Она полезла в карман.
Коут поднял руку и твердо покачал головой.
— Даже и не думайте, — сказал он. — Хэп и так мне тогда за полцены забор починил.
Мэри улыбнулась усталой, встревоженной улыбкой и взяла свою кружку.
— Спасибо большое, Коут!
Она отошла туда, где сидел ее муж, разговаривая с Хронистом. Она заговорила с писцом, слегка покачиваясь из стороны в сторону, укачивая младенца на бедре. Муж кивал, время от времени вставляя пару слов. Хронист обмакнул перо и принялся писать.
Баст вернулся к стойке и прислонился к ней, с любопытством глядя в сторону дальнего стола.
— Все равно не понимаю, — сказал он. — Я точно знаю, что Мэри умеет писать.
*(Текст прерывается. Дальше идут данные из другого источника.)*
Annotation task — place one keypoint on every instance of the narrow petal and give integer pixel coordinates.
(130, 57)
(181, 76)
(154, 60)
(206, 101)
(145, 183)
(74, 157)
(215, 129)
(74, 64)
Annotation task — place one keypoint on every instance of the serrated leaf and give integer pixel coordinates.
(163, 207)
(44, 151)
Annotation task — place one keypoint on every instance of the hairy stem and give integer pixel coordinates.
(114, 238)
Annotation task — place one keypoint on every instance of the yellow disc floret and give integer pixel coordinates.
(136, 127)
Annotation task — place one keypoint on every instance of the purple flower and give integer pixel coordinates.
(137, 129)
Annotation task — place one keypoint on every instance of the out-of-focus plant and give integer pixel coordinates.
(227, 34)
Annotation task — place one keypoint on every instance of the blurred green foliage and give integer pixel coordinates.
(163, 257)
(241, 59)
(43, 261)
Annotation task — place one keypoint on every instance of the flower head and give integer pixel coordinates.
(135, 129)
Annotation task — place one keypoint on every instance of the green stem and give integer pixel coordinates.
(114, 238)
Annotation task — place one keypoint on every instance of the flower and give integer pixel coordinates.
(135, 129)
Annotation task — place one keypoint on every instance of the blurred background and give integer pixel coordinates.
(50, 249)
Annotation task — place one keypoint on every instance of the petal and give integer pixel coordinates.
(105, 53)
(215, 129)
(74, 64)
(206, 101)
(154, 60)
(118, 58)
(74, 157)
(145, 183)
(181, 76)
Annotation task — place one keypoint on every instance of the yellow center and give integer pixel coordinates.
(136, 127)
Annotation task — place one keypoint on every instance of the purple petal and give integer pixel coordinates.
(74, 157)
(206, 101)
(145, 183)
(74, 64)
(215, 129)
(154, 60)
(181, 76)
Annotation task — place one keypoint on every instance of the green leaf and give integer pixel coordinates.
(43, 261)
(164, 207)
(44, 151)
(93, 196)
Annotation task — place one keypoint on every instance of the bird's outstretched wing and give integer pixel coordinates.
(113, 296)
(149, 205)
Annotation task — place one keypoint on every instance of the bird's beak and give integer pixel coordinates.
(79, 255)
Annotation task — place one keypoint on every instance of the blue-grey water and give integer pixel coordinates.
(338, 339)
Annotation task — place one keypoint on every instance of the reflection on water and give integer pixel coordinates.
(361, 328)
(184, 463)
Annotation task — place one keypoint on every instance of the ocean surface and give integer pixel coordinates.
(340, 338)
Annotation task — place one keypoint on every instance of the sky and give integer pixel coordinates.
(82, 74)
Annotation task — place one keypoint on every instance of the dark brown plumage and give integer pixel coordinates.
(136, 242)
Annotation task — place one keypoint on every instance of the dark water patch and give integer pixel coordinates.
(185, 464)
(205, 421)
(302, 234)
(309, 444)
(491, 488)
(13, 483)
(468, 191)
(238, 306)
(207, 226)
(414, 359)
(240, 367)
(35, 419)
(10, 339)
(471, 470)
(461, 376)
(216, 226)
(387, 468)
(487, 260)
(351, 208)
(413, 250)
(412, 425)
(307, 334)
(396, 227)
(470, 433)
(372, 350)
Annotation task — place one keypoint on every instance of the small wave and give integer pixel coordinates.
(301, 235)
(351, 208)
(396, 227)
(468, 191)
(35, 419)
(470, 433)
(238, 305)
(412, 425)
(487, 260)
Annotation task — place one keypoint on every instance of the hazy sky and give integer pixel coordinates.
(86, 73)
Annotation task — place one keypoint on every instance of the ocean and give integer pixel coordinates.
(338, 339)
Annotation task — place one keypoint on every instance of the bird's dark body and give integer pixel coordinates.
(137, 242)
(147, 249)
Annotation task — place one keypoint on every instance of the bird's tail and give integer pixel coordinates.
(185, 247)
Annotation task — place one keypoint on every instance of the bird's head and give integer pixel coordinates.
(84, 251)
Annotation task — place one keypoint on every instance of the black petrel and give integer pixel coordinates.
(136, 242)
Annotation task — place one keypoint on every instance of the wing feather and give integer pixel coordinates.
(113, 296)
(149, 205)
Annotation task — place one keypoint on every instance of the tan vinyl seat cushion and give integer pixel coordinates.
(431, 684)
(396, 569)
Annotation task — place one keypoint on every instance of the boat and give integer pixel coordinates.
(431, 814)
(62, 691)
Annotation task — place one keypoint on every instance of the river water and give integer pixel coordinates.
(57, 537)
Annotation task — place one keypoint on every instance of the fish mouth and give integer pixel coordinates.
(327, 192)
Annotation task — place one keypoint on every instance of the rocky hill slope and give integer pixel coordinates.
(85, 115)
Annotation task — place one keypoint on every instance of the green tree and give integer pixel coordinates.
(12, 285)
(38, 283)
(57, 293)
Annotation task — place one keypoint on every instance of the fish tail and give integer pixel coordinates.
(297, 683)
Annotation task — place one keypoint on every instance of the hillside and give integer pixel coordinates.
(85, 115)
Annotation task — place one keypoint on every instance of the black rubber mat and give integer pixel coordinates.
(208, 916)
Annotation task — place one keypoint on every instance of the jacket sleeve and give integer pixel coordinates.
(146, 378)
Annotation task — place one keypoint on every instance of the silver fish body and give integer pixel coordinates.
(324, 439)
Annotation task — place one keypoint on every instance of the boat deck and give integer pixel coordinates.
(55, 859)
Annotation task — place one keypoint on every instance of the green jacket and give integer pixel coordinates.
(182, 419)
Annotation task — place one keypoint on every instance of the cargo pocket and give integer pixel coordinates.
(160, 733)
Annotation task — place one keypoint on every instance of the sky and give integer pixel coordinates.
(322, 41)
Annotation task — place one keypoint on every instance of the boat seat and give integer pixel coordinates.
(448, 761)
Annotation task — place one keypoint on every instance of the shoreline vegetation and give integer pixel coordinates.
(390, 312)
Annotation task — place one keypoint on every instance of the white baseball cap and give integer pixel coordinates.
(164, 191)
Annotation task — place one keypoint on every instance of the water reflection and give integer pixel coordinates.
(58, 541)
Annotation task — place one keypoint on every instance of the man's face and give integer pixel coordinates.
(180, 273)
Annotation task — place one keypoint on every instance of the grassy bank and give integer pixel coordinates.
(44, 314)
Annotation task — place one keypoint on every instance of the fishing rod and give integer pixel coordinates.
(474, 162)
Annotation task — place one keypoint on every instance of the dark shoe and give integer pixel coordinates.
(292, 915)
Она мне записочки посылала.
Квоут с любопытством взглянул на своего ученика, потом пожал плечами.
— Думаю, он пишет завещания и доверенности, а не записочки. Такая бумага должна быть написана чисто, разборчиво и без ошибок.
Он указал на Хрониста, который прикладывал к листу бумаги тяжелую печать.
— Видишь? Значит, он — судебный чиновник. Бумага, заверенная им, имеет юридическую силу.
— Но это же и священник может! — возразил Баст. — Аббат Граймс — он тоже вроде чиновника. Он ведет записи о браках и составляет расписки, когда кто-то покупает землю. Ты же сам говорил, они любят свои записи.